Bei einem Brand in einem Wohn- und Geschäftshaus direkt am Roseninsel-Kreisel in Wernigerode haben gestern morgen drei Menschen ihr Hab und Gut verloren. Ein Rentner und ein Feuerwehrmann wurden verletzt. Über 70 Brandschützer waren im Einsatz - für einige bereits der zweite am Dienstagmorgen.

Wernigerode/Reddeber. Gleich zweimal mussten die Brandschützer gestern Morgen ausrücken.

Der erste Einsatzort war die Abfallwirschaft in Reddeber. Um 5.19 Uhr wurde die Feuerwehr alarmiert, weil Mitarbeiter beim Aufräumen nach dem Brand am Sonn-abend (Volksstimme berichtete) ein Glutnest in einem Haufen Altpapier gefunden hatten. Kaum war das Feuer gelöscht, heulte die Sirene zum zweiten Mal. In der Wernigeröder Rudolf-Breitscheid-Straße stand der Dachstuhl einer Villa in Flammen. Schon von Reddeber aus sei die Rauchsäule zu sehen gewesen, so die Brandschützer.
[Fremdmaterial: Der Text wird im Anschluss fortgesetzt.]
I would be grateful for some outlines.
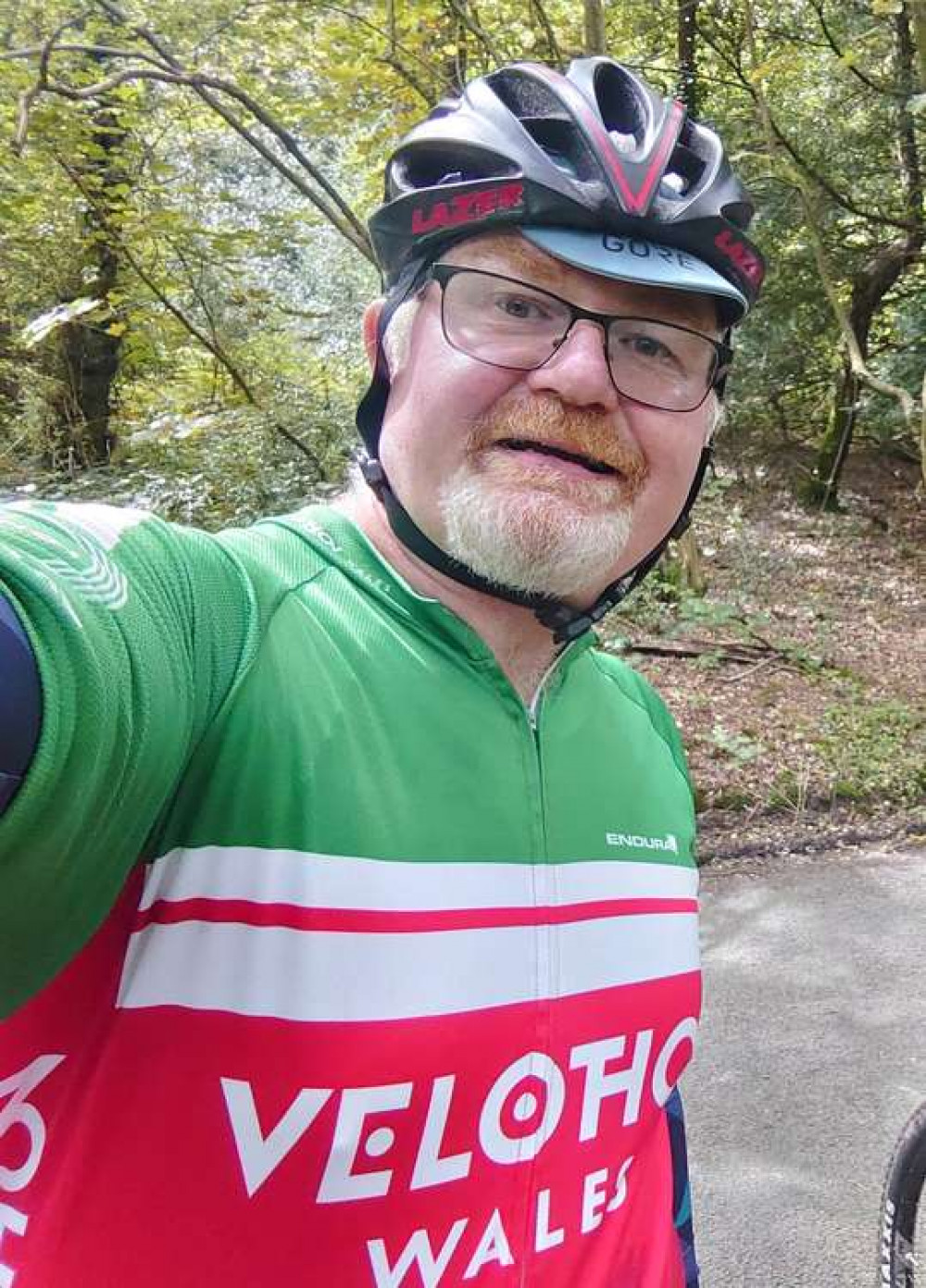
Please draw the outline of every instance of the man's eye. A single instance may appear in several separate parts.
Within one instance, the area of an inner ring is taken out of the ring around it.
[[[657,340],[653,335],[628,335],[623,340],[625,345],[640,358],[652,358],[657,362],[671,362],[675,357],[672,350]]]
[[[496,299],[496,308],[516,322],[545,322],[550,317],[541,300],[525,295],[501,295]]]

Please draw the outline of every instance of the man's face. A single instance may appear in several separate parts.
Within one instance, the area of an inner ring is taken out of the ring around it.
[[[518,234],[474,238],[442,263],[528,282],[596,313],[717,335],[708,299],[598,277]],[[713,416],[713,395],[695,411],[667,412],[619,394],[603,331],[589,321],[533,371],[468,357],[444,339],[431,282],[393,376],[380,457],[417,526],[449,554],[489,580],[585,605],[665,537]]]

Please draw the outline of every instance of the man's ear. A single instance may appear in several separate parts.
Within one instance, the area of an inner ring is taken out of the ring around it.
[[[376,366],[376,331],[380,325],[380,313],[383,312],[383,305],[385,303],[386,301],[381,298],[379,300],[371,300],[363,310],[363,348],[367,350],[367,362],[370,363],[371,371]]]

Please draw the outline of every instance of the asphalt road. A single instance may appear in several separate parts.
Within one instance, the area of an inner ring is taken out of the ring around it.
[[[885,1167],[926,1099],[926,850],[717,864],[702,896],[703,1288],[873,1288]]]

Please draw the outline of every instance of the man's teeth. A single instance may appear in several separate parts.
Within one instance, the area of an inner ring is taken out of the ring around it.
[[[545,456],[558,456],[563,461],[573,461],[582,465],[592,474],[613,474],[614,470],[604,461],[598,461],[592,456],[582,456],[580,452],[567,452],[562,447],[551,447],[549,443],[537,443],[529,438],[504,438],[501,447],[507,447],[513,452],[541,452]]]

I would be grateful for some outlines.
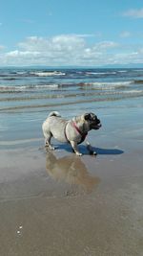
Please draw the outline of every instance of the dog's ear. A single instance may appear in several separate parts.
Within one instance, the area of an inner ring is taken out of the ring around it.
[[[91,119],[91,113],[86,113],[85,115],[84,115],[84,119],[85,120],[90,120]]]

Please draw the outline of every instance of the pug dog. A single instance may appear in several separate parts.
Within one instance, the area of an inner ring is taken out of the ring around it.
[[[54,137],[60,142],[71,144],[72,151],[79,156],[82,153],[79,152],[77,145],[86,139],[91,129],[99,129],[100,128],[100,120],[93,113],[85,113],[73,117],[72,120],[65,120],[57,111],[51,112],[42,125],[46,147],[54,150],[51,144],[51,137]],[[96,154],[89,142],[87,142],[87,148],[91,154]]]

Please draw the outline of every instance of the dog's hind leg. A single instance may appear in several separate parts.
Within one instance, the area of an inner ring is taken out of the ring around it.
[[[89,151],[90,154],[97,155],[97,152],[93,151],[92,147],[88,141],[86,141],[86,145],[87,145],[87,150]]]
[[[51,137],[52,137],[51,132],[47,133],[45,135],[45,147],[49,147],[50,150],[54,151],[54,147],[52,147],[51,144]]]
Direkt vor Augen hatte die aus dem Dach lodernden Flammen der Ehemann der Rechtsanwalts-Sekretärin auf seinem Weg zur Arbeit. Als er seine Frau anrief und ihr mitteilte, "die Kanzlei brennt, hielt ich es für einen Scherz", sagte sie gegenüber der Volksstimme. In Windeseile sei sie dann zur Arbeitsstätte gefahren und schockiert gewesen. Der Dachstuhl des großen weißen Wohnhauses, das den Namen "Villa Martha" trägt und direkt am Roseninsel-Kreisel steht, wurde Opfer der Flammen.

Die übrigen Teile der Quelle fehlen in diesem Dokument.